MHP’li Yıldız’ın açıklaması özetle şöyle:
“Zaman zaman tartışılan Anayasa'nın 66. maddesindeki tanım, aslında 1924 Anayasası hazırlanırken Meclis'te tartışılmıştır”
MHP Genel Başkan Yardımcısı Feti Yıldız, açıklamasında önce Anayasa’nın tarihsel kökenlerine dikkat çekti. Yıldız şu ifadeleri kullandı:
Zaman zaman tartışılan Anayasa'nın 66. maddesindeki tanım, aslında 1924 Anayasası hazırlanırken Meclis'te tartışılmıştır. İlgili konularda önemli incelemeleri ve tetkikatı bulunan Ziya Gökalp'in fikirleri anayasal yerini bulmuştur. Burada milleti siyasi-hukuki bir birliktelik olarak tanımlamakta ve vatandaşlık bağıyla herkesi bu milletin eşit ve özgür birer üyesi kabul etmektedir. Söz konusu bu tanım, Türkiye'de var olan etno-kültürel, dinsel, mezhepsel ve hatta düşünsel varoluşları ve kimlikleri reddeden veya yok sayan bir nitelik taşımamaktadır. Zira devletler, etno-kültürel kimliklere veya dinsel-mezhepsel gerçekliklere ne bir varlık ya da tanınırlık bahşedebilir ne de bunları yok sayma gücüne sahiptir.
Yıldız, devletin kimliklere tanınırlık veya varlık bahşedemeyeceğini, bu kimliklerin zaten “doğal ve doğuştan gelen olgular” olduğunu vurguladı.
“Kürtlerin her şey olabildiği ancak Kürt olamadığı iddiası, bilgi çarpıtmasıdır”

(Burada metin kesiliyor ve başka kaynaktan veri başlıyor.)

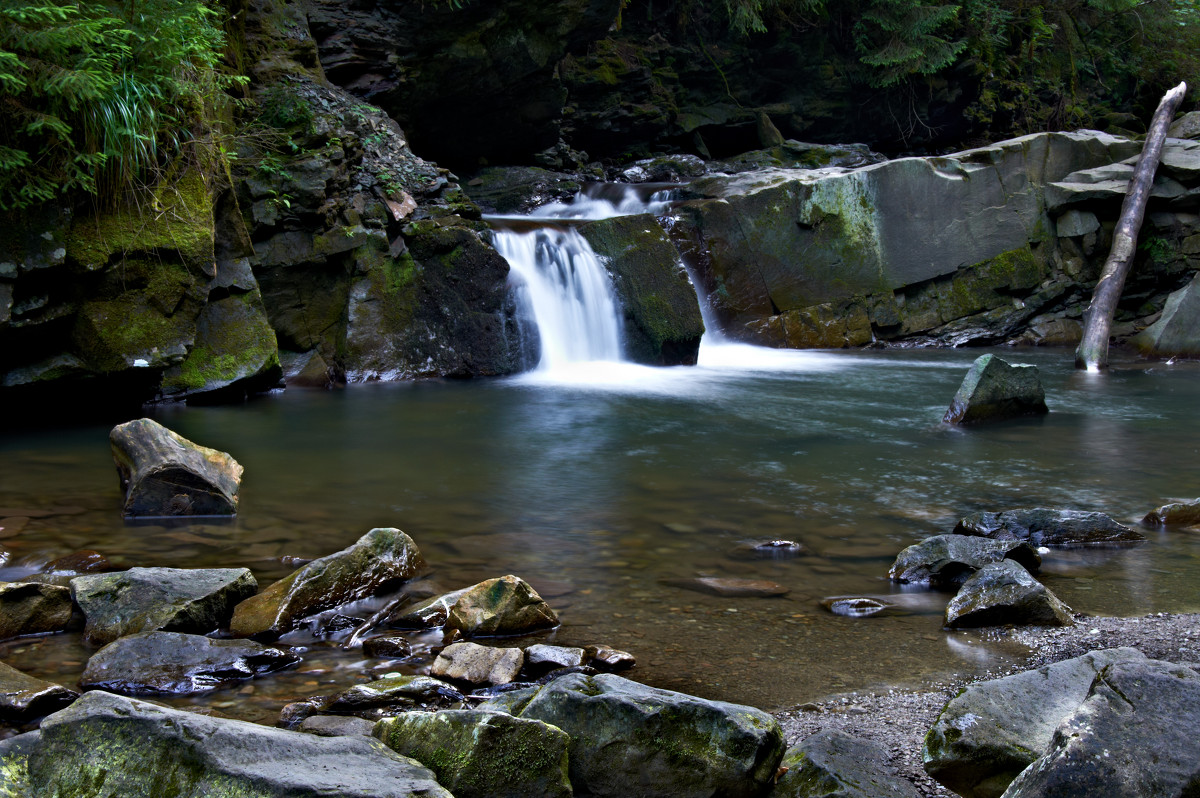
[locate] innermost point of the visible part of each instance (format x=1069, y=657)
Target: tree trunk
x=1093, y=349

Yıldız, kimlik tartışmaları üzerinden yöneltilen eleştirileri “kavram karmaşası” olarak nitelendirdi:
Kürtlerin her şey olabildiği ancak Kürt olamadığı veya 1924'ten beri Türklük Sözleşmesi ile herkesin zorla Türk sayıldığı yönündeki iddiaların temelinde, kavram karmaşası, tarihsel bilgi eksikliği ya da bilgi çarpıtması yatmaktadır. Bu bağlamda çokça tartışılan Anayasa'nın 66. maddesi, sanılanın aksine, bir vatandaşlık tanımı yapmamaktadır. Zira vatandaşlık, anayasal bir tanımı gerektirmeyen, devlet ile onun üyeleri arasındaki hukuki-siyasi bir bağ olup, zaten bu mahiyeti itibarıyla tanımlanmaya ihtiyaç duymayan bir olgudur. Anayasalar, vatandaşlığın nasıl kazanılıp nasıl kaybedileceğini düzenler; bizim anayasamız da bu konuda hükümler içermektedir. Ancak Türk Anayasası'nda, bu düzenlemelerin yanı sıra, millet tanımının temelinde vatandaşlığın bulunduğu, yani milletin vatandaşlık eksenli olarak tanımlandığı ilk fıkrada açıkça belirtilmiştir. Bu bağlamda Anayasa'nın 66. maddesi, doğrudan vatandaşlığı değil, vatandaşlık temelinde bir milleti tanımlamaktadır.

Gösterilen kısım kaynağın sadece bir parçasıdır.